Will the Republican party learn the wrong lessons from its election victory?

At dawn Tuesday in West Quoddy Head, Maine, America’s easternmost point, it was certain that by midnight in Cape Wrangell, Alaska, America’s westernmost fringe, there would be a loser who deserved to lose and a winner who did not deserve to win. The surprise is that Barack Obama must have immediately seen his legacy, a compound of stylistic and substantive arrogance, disappearing, as though written on water in ink of vapor.

His health-care reform has contributed to three Democratic drubbings. The 2010 and 2014 wave elections, like scythes in a wheat field, decapitated a rising generation of potential party leaders. Then came Tuesday’s earthquake, which followed shocking increases of Obamacare’s prices. This law has been as historic as Obama thinks, but not as he thinks: It might be the last gasp of progressivism’s hubris expressed in continentwide social engineering imposed from the continent’s eastern edge. Hillary Clinton’s proposed solution to Obamacare’s accelerating unraveling was a “public option”: intensified government manipulation to correct the consequences of government manipulation of health care’s 18 percent of the economy. Her campaign’s other defining proposal, “free” tuition in public higher education, insulted the intelligence of voters aware that “free” means “paid for by others, including you.”

Obama’s foreign-policy legacy, aside from mounting chaos worldwide, was the Iran nuclear agreement. By precedent and constitutional norms, this should have been a treaty submitted to the Senate. Instead, disdainfully and characteristically, he produced it as an executive agreement. Because the agreement lacks legitimizing ratification by senators, the president-elect will feel uninhibited concerning his promise to repudiate it.

The simultaneous sickness of both parties surely reveals a crisis of the American regime. The GOP was easily captured, and then quickly normalized, by history’s most unpleasant and unprepared candidate, whose campaign was a Niagara of mendacities. And the world’s oldest party contrived to nominate someone who lost to him.


To an electorate clamoring for disruptive change, Democrats offered a candidate as familiar as faded wallpaper. The party produced no plausible alternative to her joyless, stained embodiment of arrogant entitlement. And she promised to intensify the progressive mentality. “If you like your health-care plan, you can keep it”? Actually, you can’t even keep your light bulbs.

Americans perennially complain about Washington gridlock, but for seven decades they have regularly produced gridlock’s prerequisite — divided government. From 1944 through 2016, 22 of 37 elections gave at least one house of Congress to the party not holding the presidency; since 1954, 21 of 32 did; since 1994, eight of twelve. Republicans now lack excuses: If 40 Democratic senators block repeal of Obamacare (or Supreme Court nominees), the Republicans’ populist base will demand Democratic behavior — revision of Senate rules to make this body more majoritarian.
For constitutional conservatives, the challenge is exactly what it would have been had Clinton won.
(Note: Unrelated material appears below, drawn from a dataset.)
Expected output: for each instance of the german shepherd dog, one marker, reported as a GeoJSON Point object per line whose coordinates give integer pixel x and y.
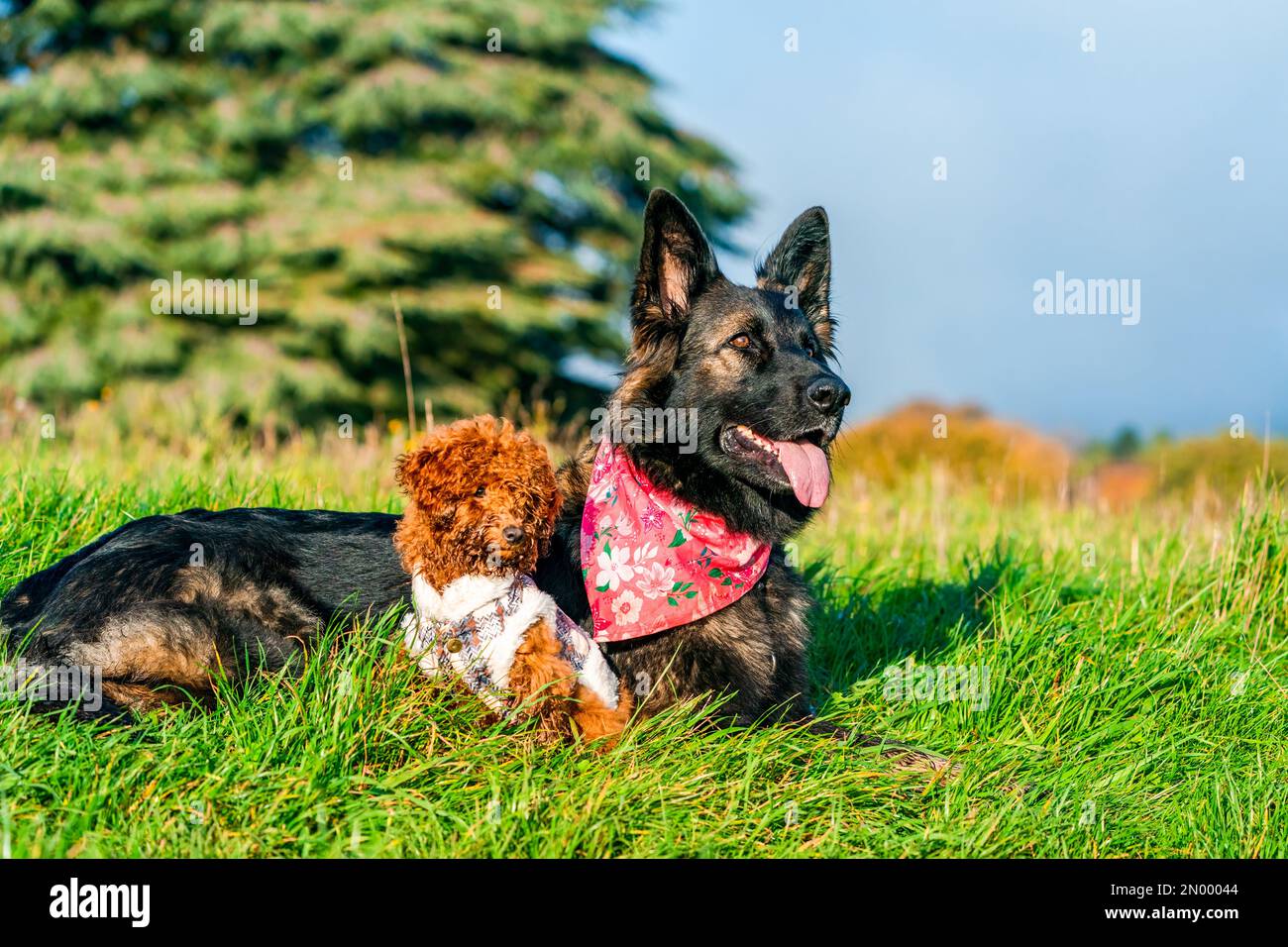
{"type": "Point", "coordinates": [752, 363]}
For constitutional conservatives, the challenge is exactly what it would have been had Clinton won: to strengthen the rule of law by restoring institutional equilibrium. This requires a Republican Congress to claw back from a Republican executive the legislative powers that Congress has ceded to the administrative state, and to overreaching executives like Obama, whose executive unilateralism the president-elect admires.

From Clinton’s nastiest aspiration, we are now safe. She promised Supreme Court justices who would reverse Citizens United, thereby eviscerating the First Amendment by empowering the political class to regulate the quantity, content, and timing of campaign speech about itself. This will never happen.
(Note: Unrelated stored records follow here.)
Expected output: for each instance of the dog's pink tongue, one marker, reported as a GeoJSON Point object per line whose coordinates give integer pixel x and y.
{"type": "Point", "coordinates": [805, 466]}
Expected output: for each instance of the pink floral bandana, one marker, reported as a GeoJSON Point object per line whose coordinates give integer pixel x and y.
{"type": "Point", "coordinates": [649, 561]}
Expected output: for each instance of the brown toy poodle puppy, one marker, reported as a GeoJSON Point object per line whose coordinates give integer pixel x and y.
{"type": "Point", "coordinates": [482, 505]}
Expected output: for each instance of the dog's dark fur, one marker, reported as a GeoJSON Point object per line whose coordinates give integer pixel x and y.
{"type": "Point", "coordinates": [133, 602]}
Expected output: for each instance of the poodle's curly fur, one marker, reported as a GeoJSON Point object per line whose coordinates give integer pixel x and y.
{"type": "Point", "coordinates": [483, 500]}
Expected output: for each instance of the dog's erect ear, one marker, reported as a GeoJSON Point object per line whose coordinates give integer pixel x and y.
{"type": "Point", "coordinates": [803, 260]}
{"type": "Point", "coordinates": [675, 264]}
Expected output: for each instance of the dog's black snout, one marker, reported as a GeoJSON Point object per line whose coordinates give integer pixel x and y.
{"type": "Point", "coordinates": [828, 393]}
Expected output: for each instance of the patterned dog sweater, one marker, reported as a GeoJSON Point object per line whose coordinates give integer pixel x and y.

Demography need not dictate for Republicans a grim destiny but it soon will, unless they act to counter adverse trends. Republicans should absorb Tim Alberta’s data in National Review: Arizona whites have gone from 74 percent to 54 percent of the population in 25 years; minorities will be a majority there by 2022. Texas minorities became a majority in 2004; whites are now 43 percent of the population. Nevada is 52 percent white and projected to be majority-minority in 2020. Georgia is 54 percent white, heading for majority-minority in 2026. Because of inexorably rising minorities, Clinton, an epically untalented candidate, did better than Obama did in 2012 in Georgia, Texas, Arizona, and where one in eight Americans lives — California.

The moving finger writes, and having writ moves on, perhaps soon to inscribe this: In 2016, Republicans won a ruinous triumph that convinced them that they can forever prosper by capturing an ever-larger portion of an ever-smaller portion of the electorate.

This kamikaze arithmetic of white nationalism should prompt the president-elect to test his followers’ devotion to him by asking their permission to see the national tapestry as it is and should be.

— George Will is a Pulitzer Prize–winning syndicated columnist. His e-mail address is georgewill@washpost.com. © 2016 Washington Post Writers Group

39 comments:

  1. Replies
    1. It's Trump's fault that for half a century we've had immigration and welfare policies guaranteed to break apart and ruin this country.

      Delete
  2. "

    As Donald Trump celebrated his surprise election win over Hillary Clinton and equity futures swooned in response, billionaire investor and Trump supporter Carl Icahn headed home to start trading.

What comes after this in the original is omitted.